You see, washing one another’s feet is really what Holy Communion is about. Jesus’ foot washing is a radical activity. Foot washing was a common practice when guests arrived for a meal, it was an action usually performed by slaves or low-status servants. It was an onerous and demeaning task because it meant washing off human and animal waste.
No matter how well a person bathed, sandals and feet inevitably became smelly and dirty in the process of walking to a meal at another’s house. And then, particularly here in John, to wash another’s feet is to wash away their actions, foot washing is a parting gesture performed by Jesus and urged upon the disciples, they and we must forgive one another as Jesus first forgives, they and we must love one another as Jesus first loves, they and we must feed one another as Jesus feeds us.
The gospel from John tonight concludes with the words, “I give you a new commandment, that you love one another. Just as I have loved you, you also should love one another. By this everyone will know that you are my disciples, if you have love for one another.” Jesus speaks of discipleship in this distinctive way in John, having love for one another. We have heard the stories of the Old Testament all through Lent, the great stories of promise and covenant and restoration. What is radically different about this new covenant, this new commandment in the gospel of John, is this aspect of discipleship, love one another.

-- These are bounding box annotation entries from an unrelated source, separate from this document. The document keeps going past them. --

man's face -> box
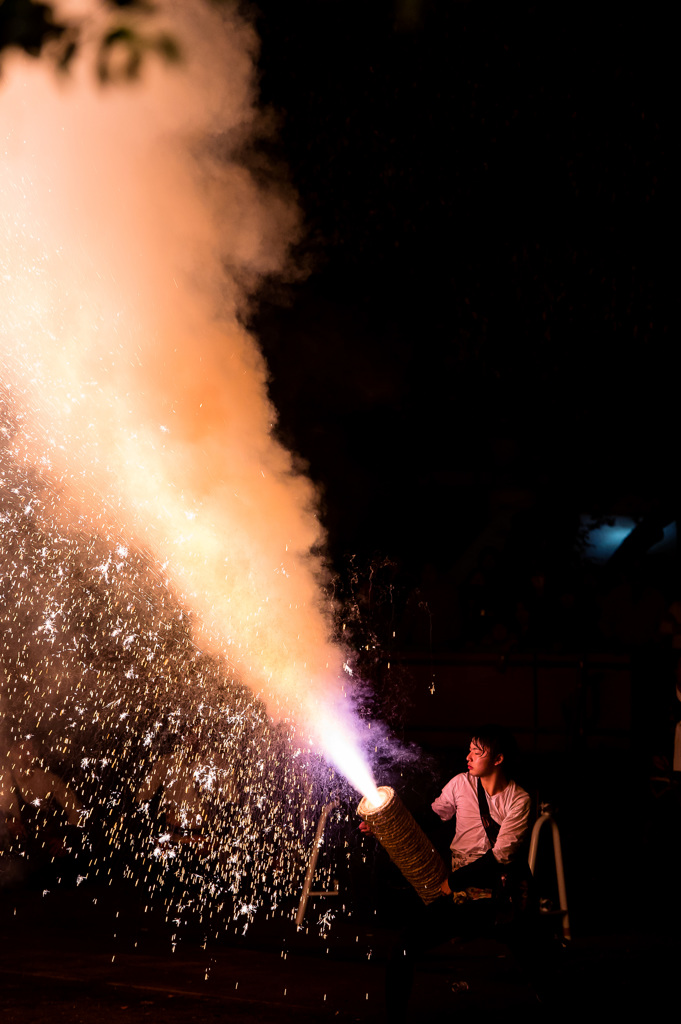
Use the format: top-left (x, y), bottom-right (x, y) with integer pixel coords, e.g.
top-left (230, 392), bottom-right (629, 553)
top-left (466, 739), bottom-right (502, 778)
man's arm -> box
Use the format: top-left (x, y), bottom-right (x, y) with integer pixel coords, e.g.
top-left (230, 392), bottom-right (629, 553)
top-left (493, 790), bottom-right (530, 864)
top-left (430, 776), bottom-right (457, 821)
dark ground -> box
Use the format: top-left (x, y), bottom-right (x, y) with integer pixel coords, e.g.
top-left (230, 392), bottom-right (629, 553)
top-left (0, 864), bottom-right (679, 1024)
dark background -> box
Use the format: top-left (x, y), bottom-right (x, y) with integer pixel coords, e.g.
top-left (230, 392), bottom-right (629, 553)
top-left (248, 0), bottom-right (677, 582)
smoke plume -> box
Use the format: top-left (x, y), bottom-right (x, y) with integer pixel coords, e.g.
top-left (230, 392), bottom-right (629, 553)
top-left (0, 0), bottom-right (370, 792)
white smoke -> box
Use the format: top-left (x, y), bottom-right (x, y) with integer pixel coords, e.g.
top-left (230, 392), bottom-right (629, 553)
top-left (0, 0), bottom-right (371, 791)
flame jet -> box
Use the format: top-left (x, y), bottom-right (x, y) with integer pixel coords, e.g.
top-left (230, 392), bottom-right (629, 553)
top-left (0, 0), bottom-right (374, 793)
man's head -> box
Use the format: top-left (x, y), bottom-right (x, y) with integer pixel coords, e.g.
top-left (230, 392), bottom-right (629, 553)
top-left (467, 725), bottom-right (517, 779)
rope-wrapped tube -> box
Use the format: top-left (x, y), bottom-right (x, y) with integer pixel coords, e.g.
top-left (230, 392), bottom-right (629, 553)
top-left (357, 785), bottom-right (448, 903)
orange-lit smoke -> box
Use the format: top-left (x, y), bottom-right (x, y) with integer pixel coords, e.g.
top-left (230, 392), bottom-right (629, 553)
top-left (0, 0), bottom-right (372, 792)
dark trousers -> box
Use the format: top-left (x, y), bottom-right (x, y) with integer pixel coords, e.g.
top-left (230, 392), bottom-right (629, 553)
top-left (385, 896), bottom-right (499, 1024)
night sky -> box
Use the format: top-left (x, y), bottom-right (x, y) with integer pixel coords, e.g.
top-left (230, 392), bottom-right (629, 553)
top-left (245, 0), bottom-right (667, 583)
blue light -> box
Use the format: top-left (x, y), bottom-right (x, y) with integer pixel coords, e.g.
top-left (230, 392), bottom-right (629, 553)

Jesus, teacher, rabbi, friend, knows that the end is near. In this part of John’s gospel we have event after event of Jesus trying to impart all of his teaching to the disciples, story after story that shows Jesus’ friends what discipleship looks like. Discipleship looks like love and forgiveness, and in the context of 1st century Mediterranean culture, love and forgiveness are radical. It is honor and power that has been valued, Jesus shows something else entirely.
It is a good and right thing to do for us to wash one another’s feet, but it cannot be just symbolic action. It needs to be sacramental, it needs to be an outward sign of an inward reality, it needs to be the way we live our lives in the church and in the world. The hard part about love and forgiveness, the hard thing about discipleship, is that the world we live in does not necessarily reward love and forgiveness. Just look at what happened to Jesus.
On this night, we are fed, we are nourished, we are re-membered as the body of Christ, because Jesus body is broken, so that we may be made whole. The activity of this night, the journey of this week not only helps us to remember, but makes real what we do all year long. On this night, we are fed, we feed each other, we wash each other’s feet, we remember who we are.